Revolving credit (mostly credit cards) increased at a 2.0% annual rate in Q3 2025. That might sound modest, but it comes on top of years of steady growth. More people are carrying balances month to month, and those balances are getting more expensive to service.

This is a classic stress signal. When middle-class families start leaning on high-interest debt to cover everyday expenses, it’s not a sign of irresponsibility—it’s a sign the economy isn’t delivering enough income to cover basic costs.

The Fed tracks these trends closely because they know what it means: everyday debt is getting heavier, and families are one emergency away from serious financial trouble.

Delinquencies Creep Up

Missing a payment used to be rare. Something that happened to “other people.” Now? It’s happening to your neighbors, your coworkers, maybe even you. The New York Fed’s Household Debt and Credit report tracks delinquency rates across credit cards, auto loans, student loans, and mortgages. When those missed-payment rates start climbing, it’s a red flag that middle-income households are under strain.

And they are climbing.

Delinquencies don’t spike overnight. They creep up slowly—a missed credit card payment here, a late auto loan there. But the trend is unmistakable. More Americans are falling behind on their obligations, not because they’re reckless, but because the math just doesn’t work anymore. When your paycheck isn’t keeping up with prices (see section A), and you’re leaning on expensive credit to fill the gap (see section B), eventually something has to give. That “something” is often a missed payment.
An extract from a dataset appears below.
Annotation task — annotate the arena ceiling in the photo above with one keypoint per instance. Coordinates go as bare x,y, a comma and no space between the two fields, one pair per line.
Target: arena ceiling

The New York Fed’s data shows this stress building in real time. Rising delinquencies are a lagging indicator—they tell you the squeeze has already been happening for months. By the time families start missing payments, they’ve already exhausted their savings, maxed out their credit, and run out of options.

This isn’t a moral failing. It’s an economic one.

Homeownership Drifts Out of Reach

Owning a home used to be the cornerstone of middle-class life. Work hard, save up, buy a house, build equity. That was the deal.

That deal is broken. The Atlanta Fed’s Home Ownership Affordability Monitor (HOAM) tracks how much of your income it takes to afford a median-priced home. The standard benchmark: if homeownership costs exceed 30% of your annual income, the home is considered unaffordable.

Right now, for most middle-class families, homeownership is deeply unaffordable.

The HOAM dashboard shows that the share of median income needed to buy a median home has jumped to extremes—and stayed there. Mortgage rates, home prices, and property insurance have all climbed faster than wages. The result? The typical family simply can’t afford the typical house.

The Atlanta Fed’s Affordability Index makes this crystal clear: when the index falls below 100, homes are unaffordable. And for much of the country, that index has been underwater for years. Even if you have a solid job, good credit, and some savings, the math doesn’t work. Down payments are out of reach. Monthly payments eat up too much of your income. Property taxes and insurance keep climbing. And unlike previous generations, today’s middle class can’t just “wait it out”—prices aren’t coming down, and wages aren’t catching up fast enough.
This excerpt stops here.